Warum sind Sie denn geblieben?
Die Flora hat in ihren 25 Jahren sicherlich viele Leute verschlissen.
Leute, die sich engagiert haben und dann enttäuscht wurden. Denen es nach
einer Weile nichts mehr gegeben hat, sich hier politisch zu engagieren. Für
mich hat die Balance zwischen Engagement und politischer Wirkung immer
gestimmt. Manche haben ihr Studium abgeschlossen und ihre akademische
Karriere verwirklicht, andere haben früher in der Siebdruckerei der Flora
gearbeitet und sind jetzt selbstständige Grafiker. Ich habe mich
biografisch anders entschieden.
War das eine bewusste Entscheidung?
Ja. Für ein politisches Leben.
Vor allem seit den 90ern wird die Flora nicht mehr nur mit Protest
assoziiert, sondern auch mit der Aufwertung eines Stadtteils. Das
Schanzenviertel ist auch immer hipper und teurer geworden, weil ihm die
rebellische Aura um die Flora so gut steht.

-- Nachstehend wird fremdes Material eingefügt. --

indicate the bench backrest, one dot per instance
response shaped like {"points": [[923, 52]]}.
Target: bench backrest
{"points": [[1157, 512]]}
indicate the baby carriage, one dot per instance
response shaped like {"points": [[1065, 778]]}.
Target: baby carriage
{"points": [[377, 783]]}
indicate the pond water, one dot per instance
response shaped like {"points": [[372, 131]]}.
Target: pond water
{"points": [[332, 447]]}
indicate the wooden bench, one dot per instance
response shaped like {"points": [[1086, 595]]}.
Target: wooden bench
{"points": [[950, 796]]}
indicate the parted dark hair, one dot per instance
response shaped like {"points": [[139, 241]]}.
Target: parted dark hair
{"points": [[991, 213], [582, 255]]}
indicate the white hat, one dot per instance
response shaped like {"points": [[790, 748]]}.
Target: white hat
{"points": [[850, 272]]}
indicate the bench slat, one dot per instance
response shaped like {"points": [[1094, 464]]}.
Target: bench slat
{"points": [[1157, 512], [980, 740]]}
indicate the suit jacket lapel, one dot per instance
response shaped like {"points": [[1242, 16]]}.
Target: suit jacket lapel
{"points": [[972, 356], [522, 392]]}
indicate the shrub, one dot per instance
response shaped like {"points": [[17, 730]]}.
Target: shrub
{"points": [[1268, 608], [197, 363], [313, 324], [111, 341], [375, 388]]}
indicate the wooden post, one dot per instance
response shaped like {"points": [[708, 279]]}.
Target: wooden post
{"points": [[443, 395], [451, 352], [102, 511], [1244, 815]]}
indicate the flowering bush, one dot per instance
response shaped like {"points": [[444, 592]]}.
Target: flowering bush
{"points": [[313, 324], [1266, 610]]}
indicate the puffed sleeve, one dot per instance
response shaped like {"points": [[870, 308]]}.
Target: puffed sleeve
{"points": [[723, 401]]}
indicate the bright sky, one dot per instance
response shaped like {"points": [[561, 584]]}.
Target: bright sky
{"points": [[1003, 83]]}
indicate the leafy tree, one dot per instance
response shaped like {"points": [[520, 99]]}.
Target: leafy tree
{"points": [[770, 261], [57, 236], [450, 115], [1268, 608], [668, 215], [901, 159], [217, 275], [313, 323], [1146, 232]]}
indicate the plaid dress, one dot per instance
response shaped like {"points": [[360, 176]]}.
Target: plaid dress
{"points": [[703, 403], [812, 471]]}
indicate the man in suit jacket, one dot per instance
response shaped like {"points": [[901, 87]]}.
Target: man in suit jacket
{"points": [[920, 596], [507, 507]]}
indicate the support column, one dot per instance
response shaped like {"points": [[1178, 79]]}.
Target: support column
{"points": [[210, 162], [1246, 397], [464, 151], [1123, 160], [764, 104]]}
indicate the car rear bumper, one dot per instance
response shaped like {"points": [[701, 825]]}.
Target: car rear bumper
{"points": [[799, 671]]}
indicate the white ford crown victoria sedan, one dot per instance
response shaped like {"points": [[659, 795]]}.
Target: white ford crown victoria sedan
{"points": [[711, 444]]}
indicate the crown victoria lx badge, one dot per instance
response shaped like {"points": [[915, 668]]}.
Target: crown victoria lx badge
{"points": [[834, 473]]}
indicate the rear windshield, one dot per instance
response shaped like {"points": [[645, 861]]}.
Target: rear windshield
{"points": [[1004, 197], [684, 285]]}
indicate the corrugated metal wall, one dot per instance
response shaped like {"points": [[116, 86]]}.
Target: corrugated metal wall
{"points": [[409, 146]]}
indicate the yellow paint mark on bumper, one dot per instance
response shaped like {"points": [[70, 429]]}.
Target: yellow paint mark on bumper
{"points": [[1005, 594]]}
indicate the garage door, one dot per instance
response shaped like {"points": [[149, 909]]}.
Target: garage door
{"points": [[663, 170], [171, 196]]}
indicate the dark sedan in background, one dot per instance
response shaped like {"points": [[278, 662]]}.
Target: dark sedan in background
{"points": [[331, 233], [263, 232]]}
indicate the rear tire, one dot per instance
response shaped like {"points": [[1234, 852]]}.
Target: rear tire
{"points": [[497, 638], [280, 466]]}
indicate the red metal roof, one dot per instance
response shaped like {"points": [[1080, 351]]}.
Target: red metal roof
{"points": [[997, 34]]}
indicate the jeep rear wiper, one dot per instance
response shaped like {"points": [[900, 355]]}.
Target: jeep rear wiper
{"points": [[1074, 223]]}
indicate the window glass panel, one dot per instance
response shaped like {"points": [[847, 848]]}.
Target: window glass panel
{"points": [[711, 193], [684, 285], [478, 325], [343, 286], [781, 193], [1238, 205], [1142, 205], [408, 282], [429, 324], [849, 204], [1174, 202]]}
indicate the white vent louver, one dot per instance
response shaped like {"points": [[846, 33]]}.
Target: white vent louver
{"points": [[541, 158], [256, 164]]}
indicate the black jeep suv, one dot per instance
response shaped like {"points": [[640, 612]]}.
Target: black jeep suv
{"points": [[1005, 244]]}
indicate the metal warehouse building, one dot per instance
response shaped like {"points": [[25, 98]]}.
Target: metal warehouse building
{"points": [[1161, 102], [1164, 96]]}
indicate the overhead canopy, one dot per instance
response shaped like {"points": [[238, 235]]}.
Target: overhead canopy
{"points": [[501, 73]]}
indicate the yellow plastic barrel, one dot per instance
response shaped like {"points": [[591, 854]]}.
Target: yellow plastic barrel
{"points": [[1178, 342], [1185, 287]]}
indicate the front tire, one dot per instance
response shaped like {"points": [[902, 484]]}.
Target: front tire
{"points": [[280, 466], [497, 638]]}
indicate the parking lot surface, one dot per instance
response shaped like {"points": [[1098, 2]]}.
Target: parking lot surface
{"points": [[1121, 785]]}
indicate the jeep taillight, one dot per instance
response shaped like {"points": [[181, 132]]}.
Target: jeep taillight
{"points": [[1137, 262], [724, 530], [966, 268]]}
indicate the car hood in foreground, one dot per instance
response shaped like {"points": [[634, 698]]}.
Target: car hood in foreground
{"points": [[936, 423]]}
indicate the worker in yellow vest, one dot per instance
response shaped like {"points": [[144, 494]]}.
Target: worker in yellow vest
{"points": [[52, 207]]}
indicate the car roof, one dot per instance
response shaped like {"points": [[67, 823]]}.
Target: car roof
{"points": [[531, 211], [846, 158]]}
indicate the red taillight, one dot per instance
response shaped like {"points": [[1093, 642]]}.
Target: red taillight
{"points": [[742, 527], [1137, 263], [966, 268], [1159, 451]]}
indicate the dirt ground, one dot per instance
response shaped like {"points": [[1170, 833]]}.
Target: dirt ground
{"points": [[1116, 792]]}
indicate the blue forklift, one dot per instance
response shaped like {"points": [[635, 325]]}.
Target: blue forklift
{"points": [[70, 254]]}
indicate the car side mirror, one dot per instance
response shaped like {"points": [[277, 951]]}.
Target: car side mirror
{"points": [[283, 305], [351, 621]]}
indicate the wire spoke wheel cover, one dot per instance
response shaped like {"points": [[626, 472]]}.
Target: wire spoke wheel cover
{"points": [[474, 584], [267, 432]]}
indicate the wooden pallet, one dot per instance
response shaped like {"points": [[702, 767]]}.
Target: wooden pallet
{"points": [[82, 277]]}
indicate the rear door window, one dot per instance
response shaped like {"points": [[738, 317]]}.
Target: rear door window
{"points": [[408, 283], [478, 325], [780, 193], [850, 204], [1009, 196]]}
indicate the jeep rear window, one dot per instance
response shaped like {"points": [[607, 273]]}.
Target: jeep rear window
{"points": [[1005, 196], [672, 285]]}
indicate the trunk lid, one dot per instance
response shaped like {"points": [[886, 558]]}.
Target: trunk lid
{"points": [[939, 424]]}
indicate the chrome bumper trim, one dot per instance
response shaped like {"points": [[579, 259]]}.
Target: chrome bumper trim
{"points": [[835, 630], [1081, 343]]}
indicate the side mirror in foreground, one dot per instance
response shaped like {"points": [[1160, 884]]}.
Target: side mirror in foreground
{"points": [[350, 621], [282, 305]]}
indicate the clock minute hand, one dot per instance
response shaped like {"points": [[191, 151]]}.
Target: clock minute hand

Mit dem politischen Ziel, Gentrifizierung ernsthaft zu bremsen, sind wir
gescheitert. Trotzdem: Dass die Flora zum touristischen Hotspot geworden
ist, ist ja nur die halbe Wahrheit. Wir haben auch politische Arbeit
geleistet. Wir haben Gentrifizierung schon sehr früh reflektiert. Den
Diskurs über die zwiespältige Rolle der Linken bei der Gentrifizierung, der
in Hamburg 2009 aufkam, hatte sich die Flora schon zehn Jahre zuvor
erarbeitet.
War die Erkenntnis, dass man sich der Verwertung letztlich nicht entziehen
kann, nicht dennoch bitter?
Das war keine Krise für uns. Das war die Bestätigung dafür, auf keinen Fall
eine vertragliche Lösung für die Flora anzustreben. Weil man sich sonst
noch verwertbarer macht, als man es sowieso schon ist. Es ist immer die
Frage, ob man das Richtige im Falschen leben kann, das ist klar. Aber indem
wir – unter anderem – keine Verträge mit der Stadt abschließen, zeigen wir
zumindest, dass wir keinen Frieden mit den Verhältnissen schließen. Nicht
den Weg vom Straßenkämpfer zum Außenminister gehen. Oder von einer
radikalökologischen Partei hin zu einer Partei, die in Moorburg Ja zu einem
neuen Kohlekraftwerk sagt.
Wenn Sie am Anfang Euphorie empfanden, mit welchem Gefühl blicken Sie jetzt
auf die Flora?
Mit dem Gefühl, Teil einer politischen Bewegung gewesen zu sein, die es
geschafft hat, eine radikale Gegenöffentlichkeit zu verteidigen.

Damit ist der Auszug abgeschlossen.